Back when this newsletter was called Unsanitized, I spent the first edition of 2021 lamenting the vaccine rollout, which at the time was plagued by a lack of presidential leadership, delayed funds to states, an over-reliance on hospitals busy fighting a pandemic, confusion over prioritization, and even reduced staff during the Christmas holiday. As of January 3, three weeks into the rollout, only 4.33 million doses had been distributed.

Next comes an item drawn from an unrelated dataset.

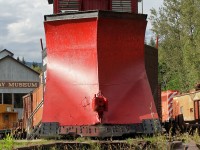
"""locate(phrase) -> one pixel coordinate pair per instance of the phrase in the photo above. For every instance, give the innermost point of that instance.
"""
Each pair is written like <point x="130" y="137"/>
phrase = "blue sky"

But in the past month, I have been far less concerned with the rollout, which has been among the best in the world. In the 49 days since January 3, the U.S. has delivered 58.8 million shots, with the seven-day average really moving in a straight line upward until Valentine’s Day, when that average topped out at 1.7 million shots per day. Early on, about 30 percent of vaccines shipped had been delivered; now the number is 84 percent. Only five countries on Earth have delivered a first dose to a higher percentage of the population than the U.S. (Israel, the Seychelles, the UAE, Bahrain, and the UK), and only one of them has a significant population.
Only the icy weather in much of the country stopped the momentum, due to a combination of people socked in their houses and unwilling to go get the vaccine, and a delay in shipping roughly 6 million doses. Those shipments should be made up this week, and we will get a test as to how much capacity has been built when states are more flush with vaccine supply, since they’ll have leftovers from last week and the current week’s shipment.